Post n°458 pubblicato il 30 Marzo 2015 da fraeduardo
 

 

 

..........

Mi disse: Chi ama torna. Risposi:

No. Chi si pente torna.

Chi ama resta.

(Antonio Distefano)

 

Tre affermazioni che, dal punto di vista antropologico e esistenziale, impongono una serie di riflessioni, di domande e di risposte che non dovrebbero lasciare indifferente nessuno. Ne va della nostra vita, del nostro comportamento e del volto dell'amato.

Dal versante antropologico il tema ha una rilevanza di portata universale, ma, brevissimamente, diamo adesso, dal punto di vista della fede o religioso, un'occhiata alla cristologia, mettendo al centro il "restare".

Tutti conosciamo il brano del Vangelo in cui la voce della tentazione fa sentire il suo fascino un'altra volta. E' il momento della crocifissione.

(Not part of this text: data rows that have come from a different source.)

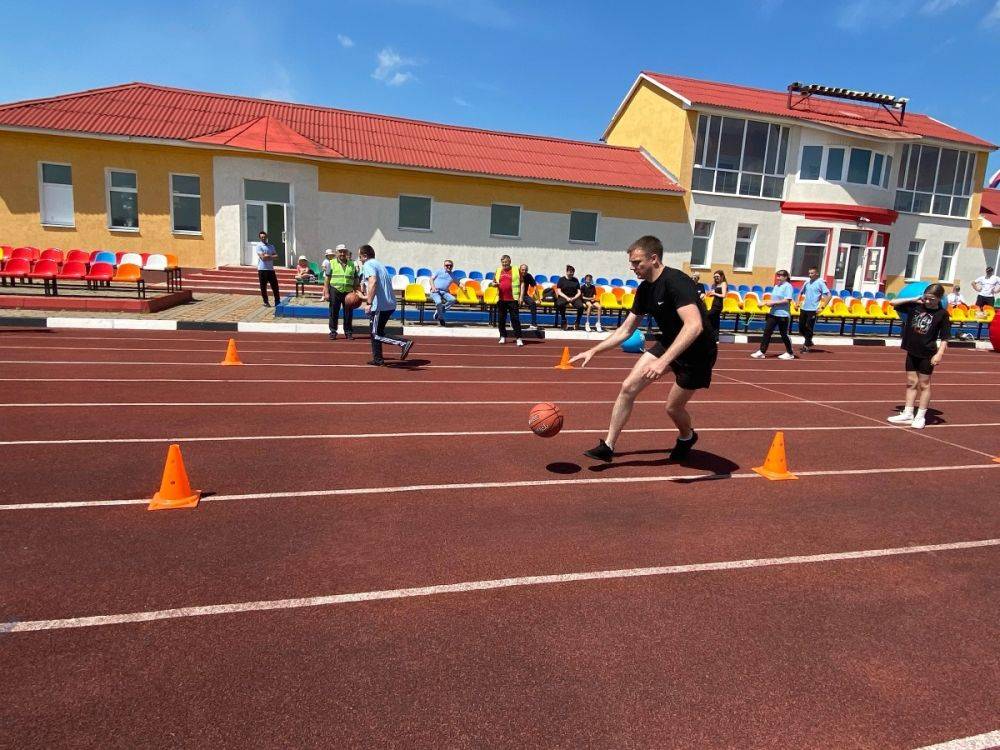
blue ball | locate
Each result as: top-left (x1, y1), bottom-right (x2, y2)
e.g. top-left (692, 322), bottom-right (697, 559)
top-left (622, 329), bottom-right (646, 354)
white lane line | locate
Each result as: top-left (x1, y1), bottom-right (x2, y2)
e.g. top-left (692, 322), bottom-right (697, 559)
top-left (7, 424), bottom-right (1000, 446)
top-left (0, 400), bottom-right (1000, 412)
top-left (0, 463), bottom-right (1000, 511)
top-left (918, 729), bottom-right (1000, 750)
top-left (0, 345), bottom-right (1000, 375)
top-left (7, 539), bottom-right (1000, 634)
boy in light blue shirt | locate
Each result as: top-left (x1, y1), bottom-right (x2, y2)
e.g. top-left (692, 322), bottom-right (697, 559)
top-left (799, 268), bottom-right (830, 354)
top-left (750, 270), bottom-right (795, 359)
top-left (358, 245), bottom-right (413, 367)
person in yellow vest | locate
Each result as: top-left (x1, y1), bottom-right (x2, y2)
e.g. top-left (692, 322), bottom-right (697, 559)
top-left (490, 255), bottom-right (524, 346)
top-left (323, 244), bottom-right (358, 341)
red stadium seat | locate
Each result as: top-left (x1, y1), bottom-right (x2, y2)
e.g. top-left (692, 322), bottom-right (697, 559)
top-left (56, 260), bottom-right (87, 280)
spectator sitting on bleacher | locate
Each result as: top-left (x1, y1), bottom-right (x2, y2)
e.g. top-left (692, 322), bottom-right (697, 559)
top-left (431, 260), bottom-right (458, 326)
top-left (295, 255), bottom-right (316, 284)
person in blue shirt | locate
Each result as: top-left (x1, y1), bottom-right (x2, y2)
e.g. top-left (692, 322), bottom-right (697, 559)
top-left (257, 232), bottom-right (281, 307)
top-left (431, 260), bottom-right (458, 326)
top-left (799, 268), bottom-right (830, 354)
top-left (358, 245), bottom-right (413, 367)
top-left (750, 270), bottom-right (795, 359)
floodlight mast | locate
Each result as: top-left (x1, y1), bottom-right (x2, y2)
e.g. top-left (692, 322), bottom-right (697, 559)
top-left (788, 81), bottom-right (910, 125)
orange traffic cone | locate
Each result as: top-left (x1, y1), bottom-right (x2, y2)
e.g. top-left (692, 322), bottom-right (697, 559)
top-left (219, 339), bottom-right (243, 365)
top-left (554, 346), bottom-right (573, 370)
top-left (146, 443), bottom-right (201, 510)
top-left (754, 432), bottom-right (798, 481)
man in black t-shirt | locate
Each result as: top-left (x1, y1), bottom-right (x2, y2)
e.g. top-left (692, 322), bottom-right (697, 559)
top-left (570, 236), bottom-right (718, 462)
top-left (556, 266), bottom-right (583, 331)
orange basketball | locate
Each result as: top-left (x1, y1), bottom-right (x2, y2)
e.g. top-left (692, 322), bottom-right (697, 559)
top-left (528, 401), bottom-right (562, 437)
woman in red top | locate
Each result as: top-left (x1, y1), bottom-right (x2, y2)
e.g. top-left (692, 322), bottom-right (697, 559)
top-left (493, 255), bottom-right (524, 346)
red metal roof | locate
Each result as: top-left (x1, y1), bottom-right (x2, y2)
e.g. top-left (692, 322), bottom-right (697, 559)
top-left (979, 188), bottom-right (1000, 227)
top-left (0, 83), bottom-right (683, 192)
top-left (642, 71), bottom-right (996, 149)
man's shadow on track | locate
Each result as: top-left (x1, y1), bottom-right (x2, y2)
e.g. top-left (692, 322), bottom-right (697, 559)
top-left (545, 449), bottom-right (740, 484)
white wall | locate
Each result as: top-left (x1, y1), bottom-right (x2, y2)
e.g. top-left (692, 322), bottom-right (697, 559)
top-left (316, 193), bottom-right (691, 278)
top-left (213, 156), bottom-right (322, 265)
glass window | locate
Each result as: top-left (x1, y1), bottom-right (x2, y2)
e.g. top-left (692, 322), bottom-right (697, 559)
top-left (847, 148), bottom-right (872, 185)
top-left (871, 154), bottom-right (885, 185)
top-left (243, 180), bottom-right (291, 203)
top-left (691, 115), bottom-right (788, 198)
top-left (799, 146), bottom-right (823, 180)
top-left (170, 174), bottom-right (201, 232)
top-left (938, 242), bottom-right (958, 282)
top-left (826, 148), bottom-right (844, 182)
top-left (108, 169), bottom-right (139, 229)
top-left (490, 203), bottom-right (521, 237)
top-left (569, 211), bottom-right (597, 242)
top-left (399, 195), bottom-right (431, 231)
top-left (691, 221), bottom-right (715, 268)
top-left (733, 224), bottom-right (757, 271)
top-left (38, 164), bottom-right (74, 227)
top-left (903, 240), bottom-right (924, 281)
top-left (789, 227), bottom-right (830, 278)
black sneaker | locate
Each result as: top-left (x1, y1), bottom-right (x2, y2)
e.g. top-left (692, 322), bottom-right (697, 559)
top-left (583, 440), bottom-right (615, 464)
top-left (670, 430), bottom-right (698, 461)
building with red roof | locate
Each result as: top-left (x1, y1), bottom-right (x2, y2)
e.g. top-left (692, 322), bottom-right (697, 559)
top-left (604, 71), bottom-right (996, 294)
top-left (0, 83), bottom-right (690, 275)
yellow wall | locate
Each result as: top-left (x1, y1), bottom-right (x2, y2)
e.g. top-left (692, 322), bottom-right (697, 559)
top-left (0, 132), bottom-right (215, 267)
top-left (319, 163), bottom-right (687, 223)
top-left (606, 80), bottom-right (698, 206)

"Scende dalla croce". Cosa suggerisce questa voce? Ecco la sua proposta: Salva te stesso, mette al centro il tuo io; l'asse portante della tua vita sono i tuoi interessi; dimentica la volontà dell'Altro; Ciò che conta è la volontà dell'Io, le sue pretese, i suoi affari. Non hai altra "vocazione" che adorare i tuoi capricci e lasciarte guidare dal buon senso, dai "consigli per gli acquisti".

Se fai la volontà dell'Altro sei, direbbe Marx e buona parte della filosofia e della psicologia, "alienato", non sei autonomo, sei un "pagliaccio", un burattino nelle mani di un altro.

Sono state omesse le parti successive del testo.